The Hebrew Scriptures make it quite clear that Abraham’s home was originally in lower Mesopotamia, specifically the city of Ur of the Chaldees. He was born there in 1975 BCE when his father Terah was 130 years old. The qualifying phrase “of the Chaldees” is not an anachronism as many critics hold, but simply a later gloss to explain to a subsequent age, when Ur and its location had vanished, that the city was located in southern Babylonia. We do not know when Terah relocated his family to the city of Haran in northwestern Mesopotamia but Abraham spent the first 75 years of life in Mesopotamia. Culturally Abraham and Sarah and their extended family were Mesopotamians.
The Bible tells us that Nahor (The Older) and his father Terah were idol worshipers (Joshua 24:2). The idolatrous Mesopotamian environment out of which the Hebrew patriarchs came has been illuminated by the excavations at Ur. In 1854, J.E. Taylor conducted some simple excavations there which yielded cylinders stating that Nabonidus of Babylon (556-539 BCE) had there restored the ancient ziggurat of Ur-Nammu. Further excavations by H.R. Hall in 1918 and notably by C.L. Wolley from 1922-1934, made Ur one of the best-known ancient sites of southern Babylonia and revealed that it was one of the largest and wealthiest cities of that area, particularly at the time biblical chronology suggests Abraham left it with his father.
The ziggurat of Ur-Nammu of Abraham’s day was probably erected on top of a smaller structure which may have been as old as the reign of Mes-Anne-padda of the First Dynasty of Ur (c. 2800-2600 BCE). But its upper part was the work of Nabonidus. The bulk of the great artificial mountain, however, had been constructed by Ur-Nammu, and his name and title were discovered stamped on the bricks. The tower was a solid mass of brickwork, 200 feet long, 150 feet wide and about 70 feet high. The facing, covering the inner core of unbaked brick, consisted of baked brick set in btumen, eight feet in thickness.
The ziggurat was thus a mountain of brickwork, a “high place” or artificial hill made by men who had once worshipped gods on mountain tops — or so it is supposed. Finding nothing of the sort on the flat alluvial plain between the Tigris and Euphrates, they set to work to build one. They called it “the hill of heaven” or the “mountain of God”. They planted trees and shrubs on its stages, in imitation of the real hills of their native home. The lines of the walls were built on calculated curves to give the appearance of lightness and strength.
Originally the shrine of Nannar, the moon god, stood on the uppermost stage, for Ur was dedicated to this deity. Numerous other gods were worshiped, but at Ur Nannar was supreme. Other deities might have their temples, but at Ur a whole quarter of the city was set apart for him.

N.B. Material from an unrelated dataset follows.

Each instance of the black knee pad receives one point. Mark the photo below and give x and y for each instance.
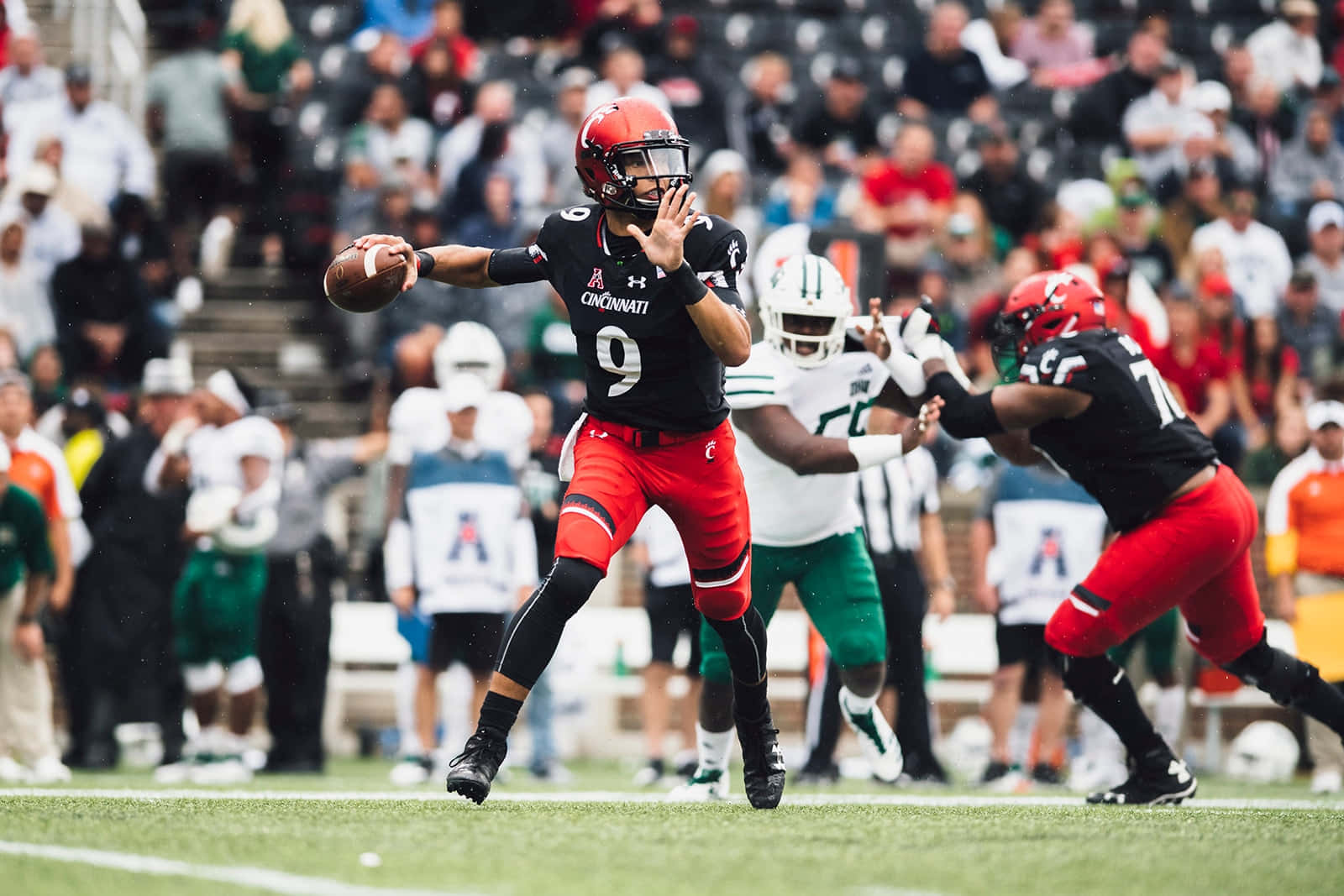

He was called “the Exalted Lord”, the “crown of Heaven and Earth”, “the Beautiful Lord who Shines in Heaven”, and similar epithets.
The city walls enclosed a rough oval comprising an area some two and a half miles in circuit. Within this tract in the northwest part, was a second enclosure, consisting of a rectangular space about four hundred yards in length and approximately two hundred yards in width. This was the TEMENOS or sacred area of Nannar. Originally it was a platform raised above the general level of the town. But gradually it had been dwarfed by the constant rise of the residential district, where dilapidation and reconstruction upon preceding debris and ruins were much more common than in the carefully kept temple enclosure.
As to Haran, the biblical site is closely identified with Harran, now a village of Şanlıurfa, Turkey. Since the 1950s, archeological excavations of Harran yielded limited data pertaining to the site’s patriarchal era. The earliest records of Harran come from the Ebla tablets, ca. 2300 BCE. Harran’s name is said to be from Akkadian harranu, “road”. Cuneiform references to Haran (“Harran” in the texts) indicate that in patriarchal times Haran was a prosperous city, being the junction of caravan trade between Carchemish and Nineveh.